With the pressure lifted, the villagers slumped over, gasping for air as time resumed its natural flow. I stood my ground for a long moment, my sword still glowing, my eyes scanning the ridge and the rooftops. My heart was still racing while my tactical mind was cataloguing the threat. She hadn’t been trying to win — not yet. She had been testing us.
Slowly, I lowered my blade, but I didn’t sheathe it yet. I turned to Penny. She was pale, but her eyes were hard, looking at the spot where Vespera had stood.
“Soren,” she whispered, her voice trembling. “She was in my head. I could feel her… wanting to help.”
I reached out, catching her arm to steady her. “That’s her greatest weapon, Penny. She doesn’t just want to kill you. She wants you to agree with her.”
The sound of soft footsteps drew my attention back to the edge of the square. The Wardens were approaching, their bows lowered but their eyes wary. The woman with the scar led them. She stopped ten feet away from us and looked from me to Penny, her expression unreadable.
“The General and the Heiress,” she said, her voice like grinding stones. “You’ve made a mess of my valley, Soren.”

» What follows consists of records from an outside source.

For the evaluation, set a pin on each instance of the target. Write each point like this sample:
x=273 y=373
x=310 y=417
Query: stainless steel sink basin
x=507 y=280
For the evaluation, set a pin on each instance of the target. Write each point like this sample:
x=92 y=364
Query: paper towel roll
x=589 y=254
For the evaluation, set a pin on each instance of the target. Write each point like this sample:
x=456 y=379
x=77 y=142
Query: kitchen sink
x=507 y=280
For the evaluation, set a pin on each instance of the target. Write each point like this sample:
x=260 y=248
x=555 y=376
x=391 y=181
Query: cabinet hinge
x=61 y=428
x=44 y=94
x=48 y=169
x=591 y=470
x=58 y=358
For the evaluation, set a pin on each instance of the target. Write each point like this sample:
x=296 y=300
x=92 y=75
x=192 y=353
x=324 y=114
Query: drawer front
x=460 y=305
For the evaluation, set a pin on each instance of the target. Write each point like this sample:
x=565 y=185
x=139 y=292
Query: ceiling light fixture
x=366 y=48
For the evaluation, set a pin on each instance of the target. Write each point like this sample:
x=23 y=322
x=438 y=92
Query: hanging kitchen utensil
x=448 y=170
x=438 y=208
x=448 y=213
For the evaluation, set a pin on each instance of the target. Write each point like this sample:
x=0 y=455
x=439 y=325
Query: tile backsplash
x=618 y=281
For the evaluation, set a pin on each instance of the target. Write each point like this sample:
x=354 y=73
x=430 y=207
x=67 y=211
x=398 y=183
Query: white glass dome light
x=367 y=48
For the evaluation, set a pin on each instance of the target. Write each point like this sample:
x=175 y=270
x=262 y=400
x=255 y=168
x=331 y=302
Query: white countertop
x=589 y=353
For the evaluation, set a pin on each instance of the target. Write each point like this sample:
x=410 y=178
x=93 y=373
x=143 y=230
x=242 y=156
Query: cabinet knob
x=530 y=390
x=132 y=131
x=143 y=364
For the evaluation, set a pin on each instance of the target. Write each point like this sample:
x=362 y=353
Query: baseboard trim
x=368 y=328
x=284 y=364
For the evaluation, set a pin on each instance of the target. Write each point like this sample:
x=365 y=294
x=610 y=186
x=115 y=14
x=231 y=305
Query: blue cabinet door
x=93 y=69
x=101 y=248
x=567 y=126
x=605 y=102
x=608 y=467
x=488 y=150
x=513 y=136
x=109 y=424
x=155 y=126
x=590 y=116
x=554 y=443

“Commander Caelis,” I said, recognizing the harsh set of her jaw. “It has been over two hundred years since I last saw you.”
“For you,” she laughed, a smile breaking across her granite-like features. “I was a statue. It was only yesterday I saw you leave the Highlands for the Guard.”
I couldn’t help the faint blush that colored my cheeks. I bowed my head to her in respect.
“Soren, please, you’re a general now,” she nodded her own head towards us. Then she continued, “We should get to the Keep though, we must put together a plan before Vespera strikes again.”